Backgrounds?

stlukesguild

Well-known member
Messages
2,735
I just thought I'd throw this question out there: "How do you approach backgrounds in your work?" What do you paint first/last? How important are they? What are your thoughts on them?

I have some definite thoughts on backgrounds that have changed greatly over the years... but I thought I'd wait 'til others make some comments. :)
 
When painting landscapes, I always paint the farthest background first and then come forward with each layer to the final foreground. With portraits, I'm all over the place. I always paint the eyes first, then give the face some form, then the background gets covered. After the whole canvas is covered I let it dry for a while, then go back and finish the background so it stays behind the portrait. Then the eyes get completely finished then the face and the hair. I know, I'm weird but it works for me. :giggle:
 
I think I like to do the backgrounds last since I paint in oils. I do try to go from left to right in general because of everything being wet and me being right-handed, but I usually get the insides of things first before doing the background. The one I'm (supposed to be) working on right now, the background will be last, especially because it's all blues and greens, and most everything else will be white on the insides of the outlines. I'll be able to do all the color mixing in a couple of/few days for the background.
 
I am all over the place in terms of position but generally I work .... Darkest, lightest, middle. Then I start fine tuning leaving the highlites for last. I paint into rather that to.
 
I remember reading an interview with Matisse in which he was speaking of "Expressionism". He suggested that the German Expressionists thought the expression... the emotion lay in the main emotion-laden subject: a face or a figure. He, on the other hand, felt that the expression lay in the whole of the painting... that the background which some thought of as little more than a mere setting was every bit as important as the face or the figure. This whole is what made him an "Expressionist".

At the time when I first read this, I was not of a like mind. I thought of the background in a manner akin to Rembrandt or Velazquez or even Michelangelo: it was of little importance other than isolating the subject... the figure or the portrait.

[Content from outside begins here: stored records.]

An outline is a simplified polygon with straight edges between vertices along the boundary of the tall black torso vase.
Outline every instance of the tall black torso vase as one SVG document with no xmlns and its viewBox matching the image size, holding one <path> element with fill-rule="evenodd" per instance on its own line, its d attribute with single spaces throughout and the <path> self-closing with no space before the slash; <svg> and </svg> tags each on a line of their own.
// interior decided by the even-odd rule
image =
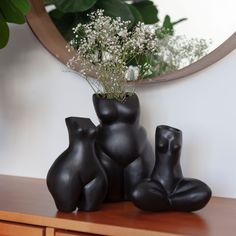
<svg viewBox="0 0 236 236">
<path fill-rule="evenodd" d="M 184 178 L 180 166 L 182 132 L 170 126 L 156 129 L 156 164 L 151 178 L 132 193 L 134 204 L 147 211 L 196 211 L 211 198 L 210 188 L 197 179 Z"/>
<path fill-rule="evenodd" d="M 139 125 L 138 97 L 120 102 L 94 94 L 93 103 L 100 120 L 96 153 L 108 177 L 106 200 L 129 200 L 133 187 L 150 176 L 155 162 L 146 131 Z"/>
<path fill-rule="evenodd" d="M 107 193 L 107 178 L 95 154 L 96 126 L 87 118 L 66 119 L 69 147 L 56 159 L 47 185 L 59 211 L 97 210 Z"/>
</svg>

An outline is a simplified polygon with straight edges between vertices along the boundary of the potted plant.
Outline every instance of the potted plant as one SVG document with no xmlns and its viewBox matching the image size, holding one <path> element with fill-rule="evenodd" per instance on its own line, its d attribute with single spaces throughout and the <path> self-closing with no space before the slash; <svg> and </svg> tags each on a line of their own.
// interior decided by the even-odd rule
<svg viewBox="0 0 236 236">
<path fill-rule="evenodd" d="M 0 49 L 4 48 L 9 40 L 10 32 L 7 23 L 24 24 L 29 10 L 28 0 L 0 1 Z"/>
<path fill-rule="evenodd" d="M 74 69 L 79 64 L 81 75 L 94 90 L 93 103 L 100 120 L 95 149 L 108 177 L 106 200 L 129 200 L 134 186 L 150 176 L 155 158 L 139 125 L 138 97 L 127 81 L 150 75 L 160 67 L 174 67 L 176 61 L 191 55 L 194 47 L 185 46 L 193 42 L 180 44 L 185 39 L 167 37 L 158 24 L 138 22 L 133 26 L 120 17 L 105 16 L 103 10 L 89 17 L 88 23 L 72 29 L 74 37 L 68 50 L 73 56 L 68 66 Z M 195 44 L 199 55 L 205 44 Z M 97 80 L 88 77 L 91 72 Z"/>
</svg>

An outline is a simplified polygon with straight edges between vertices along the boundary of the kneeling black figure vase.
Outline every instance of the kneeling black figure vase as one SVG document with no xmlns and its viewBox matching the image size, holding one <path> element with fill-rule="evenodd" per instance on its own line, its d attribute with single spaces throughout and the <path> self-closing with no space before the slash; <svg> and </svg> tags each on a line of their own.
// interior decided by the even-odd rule
<svg viewBox="0 0 236 236">
<path fill-rule="evenodd" d="M 100 120 L 96 153 L 108 179 L 106 201 L 129 200 L 133 187 L 150 177 L 155 163 L 146 131 L 139 125 L 138 97 L 121 102 L 94 94 L 93 103 Z"/>
<path fill-rule="evenodd" d="M 69 147 L 56 159 L 47 185 L 59 211 L 98 210 L 107 193 L 106 174 L 96 157 L 96 126 L 87 118 L 66 119 Z"/>
<path fill-rule="evenodd" d="M 197 179 L 184 178 L 180 166 L 182 132 L 169 126 L 156 129 L 156 163 L 150 179 L 132 193 L 133 203 L 146 211 L 185 211 L 203 208 L 210 188 Z"/>
</svg>

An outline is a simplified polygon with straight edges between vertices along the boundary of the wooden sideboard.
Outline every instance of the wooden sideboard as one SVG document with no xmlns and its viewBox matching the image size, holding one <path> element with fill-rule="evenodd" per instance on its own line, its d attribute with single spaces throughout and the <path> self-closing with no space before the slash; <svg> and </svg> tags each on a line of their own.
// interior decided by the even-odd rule
<svg viewBox="0 0 236 236">
<path fill-rule="evenodd" d="M 131 202 L 58 212 L 45 180 L 0 175 L 0 236 L 235 236 L 236 200 L 212 198 L 195 213 L 149 213 Z"/>
</svg>

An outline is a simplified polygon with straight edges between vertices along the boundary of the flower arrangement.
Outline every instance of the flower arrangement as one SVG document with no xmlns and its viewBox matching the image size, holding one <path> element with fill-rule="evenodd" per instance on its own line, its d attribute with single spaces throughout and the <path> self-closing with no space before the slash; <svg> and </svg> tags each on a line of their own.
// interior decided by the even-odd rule
<svg viewBox="0 0 236 236">
<path fill-rule="evenodd" d="M 79 63 L 94 92 L 107 99 L 122 101 L 134 92 L 127 80 L 176 70 L 207 49 L 204 40 L 168 35 L 158 24 L 138 22 L 131 27 L 130 21 L 104 16 L 103 10 L 89 16 L 90 22 L 73 28 L 68 50 L 75 49 L 75 55 L 68 66 L 74 69 Z M 98 80 L 87 77 L 91 71 Z"/>
</svg>

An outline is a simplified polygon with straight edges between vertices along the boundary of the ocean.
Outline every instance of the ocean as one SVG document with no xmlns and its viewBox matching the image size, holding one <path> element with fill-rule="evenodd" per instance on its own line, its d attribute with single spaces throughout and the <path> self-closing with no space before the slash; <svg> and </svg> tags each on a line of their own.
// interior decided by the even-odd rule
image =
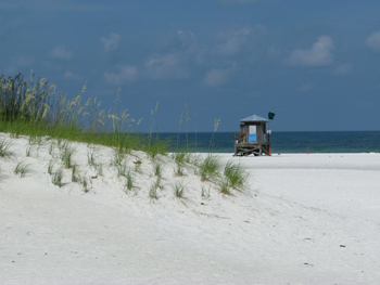
<svg viewBox="0 0 380 285">
<path fill-rule="evenodd" d="M 153 134 L 155 135 L 155 134 Z M 233 153 L 235 132 L 159 133 L 169 152 Z M 195 143 L 197 142 L 197 143 Z M 271 153 L 380 153 L 380 131 L 273 131 Z"/>
</svg>

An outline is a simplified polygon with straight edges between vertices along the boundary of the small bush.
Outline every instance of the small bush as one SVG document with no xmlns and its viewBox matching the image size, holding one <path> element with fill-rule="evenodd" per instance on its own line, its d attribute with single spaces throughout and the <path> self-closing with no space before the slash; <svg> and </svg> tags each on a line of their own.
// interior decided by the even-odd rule
<svg viewBox="0 0 380 285">
<path fill-rule="evenodd" d="M 211 180 L 219 176 L 221 168 L 220 158 L 215 155 L 207 155 L 207 157 L 200 165 L 200 173 L 202 181 Z"/>
<path fill-rule="evenodd" d="M 130 170 L 126 172 L 125 178 L 127 179 L 127 183 L 125 184 L 126 189 L 132 190 L 132 187 L 135 186 L 135 181 L 132 174 L 130 173 Z"/>
<path fill-rule="evenodd" d="M 75 153 L 75 148 L 68 146 L 67 144 L 65 144 L 62 148 L 61 160 L 62 160 L 64 167 L 67 169 L 72 167 L 74 153 Z"/>
<path fill-rule="evenodd" d="M 53 178 L 52 178 L 52 182 L 54 185 L 61 187 L 62 185 L 62 179 L 63 179 L 63 169 L 60 168 L 59 170 L 55 171 Z"/>
<path fill-rule="evenodd" d="M 49 173 L 49 174 L 52 174 L 52 173 L 53 173 L 54 165 L 55 165 L 55 160 L 54 160 L 54 159 L 51 159 L 51 160 L 49 161 L 49 165 L 48 165 L 48 173 Z"/>
<path fill-rule="evenodd" d="M 78 176 L 79 176 L 79 169 L 77 165 L 73 165 L 72 168 L 72 181 L 77 182 L 78 181 Z"/>
<path fill-rule="evenodd" d="M 243 187 L 246 178 L 249 177 L 246 171 L 240 165 L 236 165 L 231 160 L 226 164 L 224 174 L 229 186 L 233 189 Z"/>
<path fill-rule="evenodd" d="M 13 172 L 15 174 L 20 174 L 23 178 L 31 172 L 30 165 L 27 165 L 24 161 L 20 161 Z"/>
<path fill-rule="evenodd" d="M 160 160 L 155 160 L 153 163 L 153 172 L 154 176 L 156 177 L 161 177 L 162 176 L 162 171 L 163 171 L 163 164 Z"/>
<path fill-rule="evenodd" d="M 227 179 L 224 179 L 221 181 L 219 181 L 219 191 L 220 193 L 223 194 L 226 194 L 226 195 L 231 195 L 231 191 L 230 191 L 230 187 L 229 187 L 229 182 Z"/>
<path fill-rule="evenodd" d="M 7 157 L 11 155 L 10 152 L 11 148 L 11 142 L 7 139 L 0 139 L 0 156 Z"/>
</svg>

My own approach to painting was similar.

A good number of years ago I lost my studio space. I was forced to create whatever I was going to create in my small apartment at the time. I made an attempt at very small oil paintings, but even working on a diminutive scale the turps, linseed, and damar were overpowering and I ended up with a mess. Realizing my messy nature, I realized acrylics were also out of the question. I was never overly fond of watercolors either. I made a few small woodblock prints but didn't like the water-based inks as opposed to the smellier oil-based inks. Around that time I was pushed to create a couple of collages as part of a professional development class. I actually found that the result had potential. At the same time I was reading a good deal about Joseph Cornell and felt that collage and assemblage were an ideal art form under the circumstances... and perfectly suited to an exploration of my passion for books.

My approach to collage did not involve the usual figure-ground relationship as found in my paintings. Rather, I was forced to think of the whole of the image. Nothing was less or more important within the image as a whole. When I again abandoned collage and started painting again, I began to think of the "background" as just as integral to the work as a whole as the figure. I begin working by drawing the figure as a two-dimensional shape within the field I am working in. Once that is established, I focus almost exclusively on the "background". I may enjoy the process of drawing the figure more than drawing/painting the background... and it may be more demanding. Nevertheless, I think of the figure as just part of the whole.
 
I was thinking that is true of your paintings. But not true of everyone's

Baldassare_Castiglione,_by_Raffaello_Sanzio.medium.jpg


Raphael's portrait is stunning... but the background is little more than a setting for the figure.
 
I think of a background as being the same thing as a foreground. Both are on the same plane so I generally disregard (IMO...irrelevant) “sacred rules” about depth and perspective. For me, it’s simply...shaped outlines, filled in with color forms, which are composed inside a border. Ideas are imaginary and so, “pure fantasy,” until they appear on the surface (or plane) of the canvas. And even then...in the end...the image is only 2D fakery.

So why pretend (anymore) that a background is anything more than what it is?